# SHAP feature selection #
## Code to select feature with combination of LightGBM and SHAP ##

## Parameters cell ##

Parameters are overiddent by papermill when run inside DVC stages



In [1]:
n_folds = 5 # this sets global setting of which how many bootstraps to use
n_hold_out = 1
repeats = 5
importance_type = "split"

life_history = ["lifespan", "mass_g", "mtGC", "metabolic_rate", "temperature", "gestation_days"]

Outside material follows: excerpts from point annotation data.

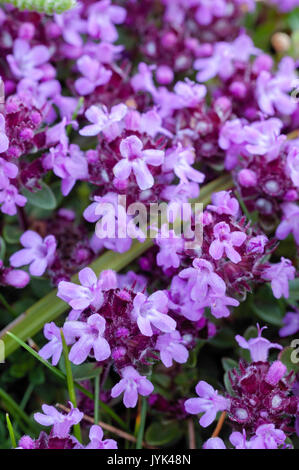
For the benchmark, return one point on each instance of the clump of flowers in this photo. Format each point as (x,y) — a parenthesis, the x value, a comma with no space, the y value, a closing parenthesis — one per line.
(149,175)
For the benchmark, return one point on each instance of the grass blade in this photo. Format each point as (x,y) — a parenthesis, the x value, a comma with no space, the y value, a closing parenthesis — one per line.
(70,384)
(11,432)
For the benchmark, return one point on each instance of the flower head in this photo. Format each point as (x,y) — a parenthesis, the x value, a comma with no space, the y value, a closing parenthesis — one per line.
(132,384)
(136,159)
(37,252)
(209,403)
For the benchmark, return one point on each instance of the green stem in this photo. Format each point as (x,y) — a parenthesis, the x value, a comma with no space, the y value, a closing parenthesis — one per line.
(70,384)
(60,375)
(56,6)
(27,396)
(16,409)
(142,423)
(11,432)
(96,399)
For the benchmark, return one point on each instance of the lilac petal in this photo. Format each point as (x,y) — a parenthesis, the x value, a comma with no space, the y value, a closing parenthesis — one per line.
(131,146)
(144,178)
(164,323)
(216,249)
(193,406)
(30,239)
(145,387)
(80,350)
(144,325)
(153,157)
(101,349)
(130,397)
(208,418)
(38,267)
(84,87)
(89,131)
(87,277)
(118,388)
(122,169)
(90,212)
(43,419)
(203,389)
(180,354)
(21,258)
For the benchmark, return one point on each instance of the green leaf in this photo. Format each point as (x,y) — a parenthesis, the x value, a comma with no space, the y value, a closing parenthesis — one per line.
(2,248)
(160,434)
(43,198)
(228,363)
(267,308)
(294,290)
(290,358)
(12,233)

lgb_params = {"objective": "regression",
              'boosting_type': 'gbdt', 
              'lambda_l1': 2.649670285109348, 
              'lambda_l2': 3.651743005278647, 
              'max_leaves': 21, 
              'max_depth': 3, 
              'feature_fraction': 0.7381836300988616, 
              'bagging_fraction': 0.5287709904685758, 
              'learning_rate': 0.054438364299744225, 
              'min_data_in_leaf': 7, 
              'drop_rate': 0.13171689004108006,
              'metric': ['mae','mse', 'huber'],
             }

life_history = ["lifespan", "mass_kg", "mtGC", "metabolic_rate", "temperature", "gestation_days"]
debug_local = True #to use local version

In [2]:
from pathlib import Path
import sys
import inspect

lgb_params["importance_type"] = importance_type

local = (Path("..") / "yspecies").resolve()
if debug_local and local.exists():
  sys.path.insert(0, Path("..").as_posix())
  #sys.path.insert(0, local.as_posix())
  print("extending pathes with local yspecies")
  print(sys.path)
  %load_ext autoreload
  %autoreload 2

extending pathes with local yspecies
['..', '/data/sources/yspecies/notebooks', '/opt/miniconda3/envs/yspecies/lib/python38.zip', '/opt/miniconda3/envs/yspecies/lib/python3.8', '/opt/miniconda3/envs/yspecies/lib/python3.8/lib-dynload', '', '/opt/miniconda3/envs/yspecies/lib/python3.8/site-packages', '/opt/miniconda3/envs/yspecies/lib/python3.8/site-packages/IPython/extensions', '/home/antonkulaga/.ipython']


In [3]:
from dataclasses import dataclass, replace
import numpy as np
import pandas as pd
from sklearn.pipeline import Pipeline
import seaborn as sns
import matplotlib.pyplot as plt

In [4]:
from typing import *
from yspecies.dataset import *
from yspecies.utils import *
from yspecies.workflow import TupleWith, Repeat, Collect
from yspecies.config import *
from yspecies.preprocess import FeatureSelection, DataExtractor
from yspecies.partition import DataPartitioner, PartitionParameters
from yspecies.models import Metrics
from yspecies.selection import ShapSelector
from yspecies.results import FeatureSummary

In [5]:
#settings
pd.set_option('display.max_columns', None)
pd.set_option('display.max_rows', None)
pd.set_option('display.float_format', lambda x: '%.3f' % x)
import pprint
pp = pprint.PrettyPrinter(indent=4)

#charts settings
import matplotlib.pyplot as plt
from IPython.display import set_matplotlib_formats
%matplotlib auto
plt.ioff()
set_matplotlib_formats('svg')

Using matplotlib backend: TkAgg


### Loading data ###
Let's load data from species/genes/expressions selected by select_samples.py notebook

In [6]:
from pathlib import Path
locations: Locations = Locations("./") if Path("./data").exists() else Locations("../")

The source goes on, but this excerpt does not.